Despite these limitations, Johansen said he sees value in vendors building their own security features.
“It’s a great signal that the vendor themselves realized security features are a value add and not a speed bump,” he said. “I’m bullish on AI security tools, but it’s a good thing for all of us if the vendors are building their own security features and not relying on vendors to close the gaps.”
The launch has sparked discussion about what it means for traditional security tooling companies. Sisodia suggested the competitive landscape is shifting.
“If AI-native platforms like Claude can do what traditional SAST/DAST tools do, but faster, cheaper and embedded in dev tools, the bar just got raised,” he said.
He predicted that established security vendors “will need to rethink UX, developer integration and how they layer value beyond just detection.”
However, Johansen downplayed existential threats to the security industry, drawing an analogy: “It’s like saying Microsoft built in security tooling, so why does EDR [Endpoint Detection and Response] need to exist — there will be problems that need solving.”
Weinstein reinforced this view, emphasizing that “effectively preventing vulnerabilities from making it into your production systems requires a multilayered approach,” examining not just source code but also “language packages, containers, OS libraries and other binary ingredients that you pull in as dependencies.”
Shimmin told The New Stack that he sees Anthropic’s move as potentially catalytic for the broader industry.
“This effort from Anthropic seems to point directly at these two issues and will most certainly have a positive knockdown effect across the broader research and ISV community,” he said, comparing it to how “Anthropic’s earlier work on model transparency and MCP [Model Context Protocol] has influenced several supportive efforts across the industry.”
For Sisodia, the features represent something larger than a mere product update.
“This isn’t just a feature drop.

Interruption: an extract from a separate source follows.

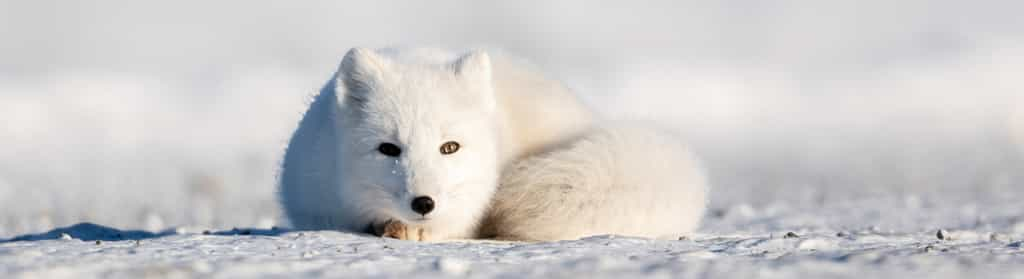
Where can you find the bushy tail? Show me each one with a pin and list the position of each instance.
(621, 180)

It’s a sign that AI-first software security is becoming real,” he said. “We’re heading toward a world where secure by default isn’t aspirational, it’s just what happens when you code with the right agent by your side.”
While experts are optimistic about AI-powered security tools, they emphasize that no single solution will solve all security challenges. Weinstein’s multilayered approach philosophy reflects a broader industry consensus that security requires defense in depth.
The question moving forward is not whether AI will play a role in software security — that appears to be settled — but rather how traditional security vendors will adapt and what new problems will emerge as AI reshapes the development landscape.
As Johansen noted, “Whether we in security like it or not, devs will be using these AI tools.” The challenge now is ensuring those tools come with appropriate safeguards built in, rather than bolted on afterward.
The industry response to Anthropic’s security features suggests that as AI accelerates software development, security tooling must evolve to keep pace.